Et force est de reconnaître que la fête est trop souvent assombrie par quantité de malheurs : corps ou esprits malades, mauvaises conditions de travail, manipulations, harcèlements, mensonges, innombrables asservissements, physiques, symboliques, idéologiques. Scandale du travail mal rémunéré, de la prostitution, de la traite des migrants, des abus de toutes sortes sur les corps et les esprits...
Chaque 1er mai est, à juste titre, un jour de militance à 200% pour que les corps et les esprits soient plus libres, que les conditions de travail, dans leur acception la plus large, soient bonnes. Pas de 1er mai sans mobilisation, la formule syndicale est puissante.
Mais les raisons de fêter ce jour ne sont pas épuisées. Fêter le travail implique de fêter aussi ce pour quoi nous travaillons. Tout d’abord, un salaire. Salaire qui se reçoit, se dépense, car il est fait pour être donné. Pour notre famille, nos proches, notre propre personne. Salaire dont nous mesurons chaque jour l’importance. Salaire qui est la clé de la liberté et de la dignité. Salaire dénoncé s’il est trop bas et contribue à exclure celui qui le reçoit. Salaire volontairement refusé dans le bénévolat, quand nous travaillons par libéralité, par amour, d’une cause, d’un projet, d’une ambition. Ces élans, ces tentatives de gratuité se fêtent aussi.
Parfois, la balance du pour quoi nous travaillons penche vers la peine plus que vers la joie. Subirions-nous notre métier ? « Alors, comment rendre à tout travail sa part de création ? Peut-on ne pas accabler les travailleurs de « process » qui les dépossèdent de leurs initiatives ? Autant de questions qui affleurent le 1er mai.
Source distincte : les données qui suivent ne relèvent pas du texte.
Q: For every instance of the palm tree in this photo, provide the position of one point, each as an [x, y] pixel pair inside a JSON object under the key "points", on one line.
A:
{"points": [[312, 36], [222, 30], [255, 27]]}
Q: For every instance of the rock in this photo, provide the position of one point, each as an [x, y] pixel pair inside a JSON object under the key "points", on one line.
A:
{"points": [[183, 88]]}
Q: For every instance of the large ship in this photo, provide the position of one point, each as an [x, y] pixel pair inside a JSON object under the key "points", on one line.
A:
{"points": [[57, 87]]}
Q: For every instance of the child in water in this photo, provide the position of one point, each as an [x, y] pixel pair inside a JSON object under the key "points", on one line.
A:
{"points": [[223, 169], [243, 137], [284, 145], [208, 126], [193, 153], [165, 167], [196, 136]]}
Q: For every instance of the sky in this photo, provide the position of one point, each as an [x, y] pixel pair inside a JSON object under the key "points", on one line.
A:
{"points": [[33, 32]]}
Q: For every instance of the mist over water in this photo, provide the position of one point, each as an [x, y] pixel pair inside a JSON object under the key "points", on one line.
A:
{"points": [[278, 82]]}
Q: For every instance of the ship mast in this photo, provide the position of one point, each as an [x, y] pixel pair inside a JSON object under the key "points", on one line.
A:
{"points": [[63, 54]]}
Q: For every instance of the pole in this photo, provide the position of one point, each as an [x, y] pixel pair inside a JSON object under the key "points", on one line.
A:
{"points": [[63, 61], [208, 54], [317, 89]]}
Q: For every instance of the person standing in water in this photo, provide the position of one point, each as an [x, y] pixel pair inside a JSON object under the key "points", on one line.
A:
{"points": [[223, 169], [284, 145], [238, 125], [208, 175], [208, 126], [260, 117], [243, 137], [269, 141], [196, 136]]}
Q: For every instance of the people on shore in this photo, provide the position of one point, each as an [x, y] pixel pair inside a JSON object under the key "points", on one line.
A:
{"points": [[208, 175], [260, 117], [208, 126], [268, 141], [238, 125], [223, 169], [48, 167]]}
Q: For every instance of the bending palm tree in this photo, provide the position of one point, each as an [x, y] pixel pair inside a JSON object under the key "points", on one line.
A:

En somme, ce jour est une vaste récapitulation de toute l’œuvre accomplie pendant l’année écoulée, que nous soyons apprenti, salarié, bénévole, retraité, écolier ou étudiant... Il est la suite du 7e jour de la création, quand le Créateur s’est reposé et a contemplé toute l’œuvre qu’il avait faite (Livre de la Genèse 2, 3).
Décidément, ce 1er mai…
Mais ce n’est pas tout. Il reste encore à fêter ce qui travaille en nous, cette part du pauvre à laisser toujours dans nos pensées et dans nos actes. Ce qui travaille en nous, c’est ce que nous ignorons, mais qui arrive, après ce temps que l’on croit perdu, après ces méditations sans rime ni raison, après ces rencontres et ces discussions que l’on mâchouille ensuite par devers soi. Et un beau jour ce qui travaille en nous a fait son œuvre : surgissent des pensées et des attitudes nouvelles... Un beau jour, la séparation, le deuil sont traversés, des conflits paralysants sont surmontés, des existences se reconstruisent. « Tu m’as mis au large » dit le psaume. Et ce qui travaille en nous accomplit la plus salutaire des tâches : nous voilà heureux avec nous-mêmes, en notre propre compagnie ! Notre conscience s’élargit, s’affermit, s’expose au débat, elle peut accueillir des pensées troublantes qui ne troublent plus.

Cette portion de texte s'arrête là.